To give you an example of the problem with the local market I worked through the S&P/ASX20 to generate the table below. Remember, this index is made up of what are considered to be the “best” companies in the index. If anything were to be classed as investment grade it would be these.
The table looks at their all-time high, their current price, the difference between the all-time high and the current price, the time since they made a new all-time high and the current drawdown.
There are three stocks that are close to their all-time high. The remainder are to blunt rubbish with the pinnacle of wasted investment time being TLS which has not seen a new all-time high for 1,329 weeks – that is over 25 years since it made a new all-time high.
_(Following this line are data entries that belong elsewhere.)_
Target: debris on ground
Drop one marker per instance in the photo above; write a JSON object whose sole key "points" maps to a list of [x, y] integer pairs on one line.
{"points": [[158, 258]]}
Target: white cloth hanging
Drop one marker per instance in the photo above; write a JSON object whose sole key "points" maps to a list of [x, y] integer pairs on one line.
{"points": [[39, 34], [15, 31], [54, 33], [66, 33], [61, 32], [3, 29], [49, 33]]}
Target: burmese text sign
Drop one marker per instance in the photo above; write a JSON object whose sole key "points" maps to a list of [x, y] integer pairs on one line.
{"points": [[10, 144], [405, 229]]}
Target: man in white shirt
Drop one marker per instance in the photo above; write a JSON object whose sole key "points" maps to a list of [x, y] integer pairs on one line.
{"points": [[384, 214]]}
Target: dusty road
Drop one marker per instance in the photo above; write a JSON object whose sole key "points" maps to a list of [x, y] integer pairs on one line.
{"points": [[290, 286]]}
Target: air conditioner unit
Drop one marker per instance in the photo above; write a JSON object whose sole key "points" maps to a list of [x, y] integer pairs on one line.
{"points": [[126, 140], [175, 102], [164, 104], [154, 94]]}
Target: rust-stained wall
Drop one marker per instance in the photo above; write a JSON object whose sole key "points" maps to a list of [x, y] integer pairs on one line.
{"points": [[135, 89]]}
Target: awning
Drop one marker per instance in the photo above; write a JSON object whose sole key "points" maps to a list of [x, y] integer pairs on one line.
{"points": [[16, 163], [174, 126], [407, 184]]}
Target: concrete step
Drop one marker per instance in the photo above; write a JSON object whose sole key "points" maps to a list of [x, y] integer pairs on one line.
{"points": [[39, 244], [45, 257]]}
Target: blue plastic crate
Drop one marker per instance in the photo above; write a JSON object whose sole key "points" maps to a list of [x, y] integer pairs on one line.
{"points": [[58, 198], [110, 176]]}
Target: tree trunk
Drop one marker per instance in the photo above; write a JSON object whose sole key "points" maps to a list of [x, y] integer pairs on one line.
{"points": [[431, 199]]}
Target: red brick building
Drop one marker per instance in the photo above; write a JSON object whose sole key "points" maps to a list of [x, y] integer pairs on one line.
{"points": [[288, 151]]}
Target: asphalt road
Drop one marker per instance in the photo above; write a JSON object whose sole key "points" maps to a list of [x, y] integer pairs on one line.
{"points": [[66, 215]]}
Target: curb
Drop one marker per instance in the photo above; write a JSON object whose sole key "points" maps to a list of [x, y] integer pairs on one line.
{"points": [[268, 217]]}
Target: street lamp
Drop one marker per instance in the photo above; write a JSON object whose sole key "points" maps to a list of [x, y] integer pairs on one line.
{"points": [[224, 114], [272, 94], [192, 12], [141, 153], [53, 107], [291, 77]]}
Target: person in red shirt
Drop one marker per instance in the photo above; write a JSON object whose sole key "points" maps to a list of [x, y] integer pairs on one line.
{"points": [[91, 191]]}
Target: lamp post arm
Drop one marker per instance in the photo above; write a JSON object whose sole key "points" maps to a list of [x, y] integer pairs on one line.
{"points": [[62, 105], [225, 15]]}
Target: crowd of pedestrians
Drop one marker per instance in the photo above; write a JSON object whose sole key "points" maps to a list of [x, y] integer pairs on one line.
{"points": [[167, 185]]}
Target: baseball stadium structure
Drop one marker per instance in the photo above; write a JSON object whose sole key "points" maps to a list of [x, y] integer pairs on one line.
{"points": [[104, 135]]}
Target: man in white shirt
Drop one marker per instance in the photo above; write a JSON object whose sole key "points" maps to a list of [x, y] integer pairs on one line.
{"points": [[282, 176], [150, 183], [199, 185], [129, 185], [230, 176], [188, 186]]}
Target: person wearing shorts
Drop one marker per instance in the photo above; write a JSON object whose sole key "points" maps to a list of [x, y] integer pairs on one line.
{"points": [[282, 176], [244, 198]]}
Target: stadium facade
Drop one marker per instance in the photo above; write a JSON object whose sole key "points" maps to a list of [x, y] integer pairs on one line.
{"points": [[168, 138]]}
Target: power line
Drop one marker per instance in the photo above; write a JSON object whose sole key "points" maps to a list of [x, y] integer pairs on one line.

NAB and QBE which seem to be on every advisor’s list of top investments have not seen new all-time highs for 872 weeks and 881 weeks respectively.
Undoubtedly in between making new all-time highs and now these stocks have displayed movement of sorts. But that is not the issue. The point is that as market leaders they should be driving the market not locked in limbo. The situation is not helped by the depth of drawdown that some of these stocks are in as shown below.
For those who bought these stocks at or near their all-time highs, the chances of seeing a return on investment in your lifetime are probably slim – the only thing that will save them is a bull market like we have not seen.
I think there is some practical advice to be taken from this.
- Buy and hold is a stupid idea. If you bought TLS at or near its high then you have been waiting for 25 years. For NAB it’s 16 years. You could console yourself that you get your dividend but on their dividends don’t make you wealthy.
- Outsized gains are not to be found in the majority of stocks that a financial planner or even a stockbroker would give you.
- Outsized gains come from lower-priced stocks – that are begin their runs outside of the major indices.
- If you wait for a stock to appear in a major indices then you have probably missed most of the run – stocks are only included in indices after they have run. So whist the likes of DEG and PLS are currently in the S&P/ASX200 they were not there when they began to run.